Friday, October 28, 2005

Stupid Stat Watch

From a TV ad for AOL (wording approximate, since I didn't tape it):
A high-speed internet connection can make your computer more vulnerable to spyware, slowing your performance by up to 500%.
Say what? If spyware slowed your computer down by 100%, it would be completely frozen. So if it's been slowed down 500%, is it going backwards?

I assume this is yet another example of the base-switching problem. I'm guessing the reality is that spyware can slow your computer by about 84%. Rather than using the original performance level (100% of top speed) as the base for calculating the percent change, they used final performance level (16% of top speed) instead. This yielded a percent change of over 500% (going from 16 to 100), which they erroneously called the percent decrease.

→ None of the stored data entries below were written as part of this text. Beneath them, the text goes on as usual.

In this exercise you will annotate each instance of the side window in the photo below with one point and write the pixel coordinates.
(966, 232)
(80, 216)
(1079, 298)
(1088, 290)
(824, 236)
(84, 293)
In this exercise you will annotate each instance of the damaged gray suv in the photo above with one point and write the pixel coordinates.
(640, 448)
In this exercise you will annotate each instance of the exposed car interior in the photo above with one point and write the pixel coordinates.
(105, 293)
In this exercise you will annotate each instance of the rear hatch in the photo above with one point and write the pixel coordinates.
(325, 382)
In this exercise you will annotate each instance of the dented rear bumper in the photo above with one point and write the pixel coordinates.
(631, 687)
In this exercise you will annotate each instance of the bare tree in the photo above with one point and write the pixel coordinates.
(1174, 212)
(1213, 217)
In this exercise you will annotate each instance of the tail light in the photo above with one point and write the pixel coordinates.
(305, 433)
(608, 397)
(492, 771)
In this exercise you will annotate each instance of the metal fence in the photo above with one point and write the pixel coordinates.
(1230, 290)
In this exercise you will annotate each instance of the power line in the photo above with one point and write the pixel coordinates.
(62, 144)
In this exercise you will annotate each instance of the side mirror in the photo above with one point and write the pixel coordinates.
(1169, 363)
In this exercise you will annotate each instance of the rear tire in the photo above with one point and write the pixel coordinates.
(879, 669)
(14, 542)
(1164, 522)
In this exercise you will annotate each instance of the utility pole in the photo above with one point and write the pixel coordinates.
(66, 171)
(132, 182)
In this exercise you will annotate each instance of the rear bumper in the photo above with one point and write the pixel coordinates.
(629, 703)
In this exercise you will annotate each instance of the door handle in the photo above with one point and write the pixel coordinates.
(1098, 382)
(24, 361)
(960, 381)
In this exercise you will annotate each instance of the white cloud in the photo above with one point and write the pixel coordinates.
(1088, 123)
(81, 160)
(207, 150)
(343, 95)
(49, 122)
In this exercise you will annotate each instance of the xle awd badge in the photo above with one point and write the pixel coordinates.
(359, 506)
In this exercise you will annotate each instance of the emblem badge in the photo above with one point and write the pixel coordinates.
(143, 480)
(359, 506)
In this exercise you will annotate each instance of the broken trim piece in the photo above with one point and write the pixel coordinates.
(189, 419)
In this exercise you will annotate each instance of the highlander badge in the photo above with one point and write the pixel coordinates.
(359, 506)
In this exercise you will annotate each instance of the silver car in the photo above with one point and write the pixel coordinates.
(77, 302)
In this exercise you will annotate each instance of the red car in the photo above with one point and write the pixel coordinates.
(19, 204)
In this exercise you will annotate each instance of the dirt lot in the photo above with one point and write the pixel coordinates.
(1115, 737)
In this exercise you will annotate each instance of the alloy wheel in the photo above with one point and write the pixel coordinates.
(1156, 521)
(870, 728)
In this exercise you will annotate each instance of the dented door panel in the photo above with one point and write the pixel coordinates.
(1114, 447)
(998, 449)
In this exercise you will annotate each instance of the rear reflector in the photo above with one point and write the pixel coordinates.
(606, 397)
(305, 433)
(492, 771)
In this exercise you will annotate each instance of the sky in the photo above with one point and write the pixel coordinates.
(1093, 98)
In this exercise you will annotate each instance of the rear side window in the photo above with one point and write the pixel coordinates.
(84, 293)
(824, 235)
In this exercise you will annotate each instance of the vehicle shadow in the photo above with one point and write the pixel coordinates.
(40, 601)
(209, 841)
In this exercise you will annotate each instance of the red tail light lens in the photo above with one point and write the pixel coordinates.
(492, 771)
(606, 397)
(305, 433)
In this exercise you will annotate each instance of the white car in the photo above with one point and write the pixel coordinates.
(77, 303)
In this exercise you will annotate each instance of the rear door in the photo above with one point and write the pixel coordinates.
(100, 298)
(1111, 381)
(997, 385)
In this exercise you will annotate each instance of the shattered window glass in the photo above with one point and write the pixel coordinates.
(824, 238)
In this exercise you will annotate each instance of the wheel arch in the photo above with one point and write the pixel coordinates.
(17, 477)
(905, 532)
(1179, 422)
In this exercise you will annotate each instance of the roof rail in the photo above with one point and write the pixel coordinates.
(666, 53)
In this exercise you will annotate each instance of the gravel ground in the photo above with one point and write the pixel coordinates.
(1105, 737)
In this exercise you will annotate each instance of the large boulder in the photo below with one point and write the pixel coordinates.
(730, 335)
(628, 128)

But I'll admit there could be some computer jargon here that I don't get.


Jeff Brown said...

That would be wacky, if there were a logarithmic processor speed index that could be negative. I never heard about such a thing when I was a comp sci major.

Steve said...
This comment has been removed by a blog administrator.
Steve said...

I think analysis of any claim for the advantages of AOL broadband is doomed to failure.

Aaron Davies said...

I vaguely recall seeing someone online suggest using logarithmic percentages when dealing with increase/decrease questions like this, but I don't remember how they worked, except that they obviously involved e somehow. The point was that they gave the same result in either direction.

Randy said...

It's probably a task based measurement system.

Pre-spyware a task took 1 minute. Post-spyware it took 5.

After a marketing droid gets done with it that means "slowed by 500%.

Sure it's not technically accurate, but AOL doesn't exactly market towards the technically competent.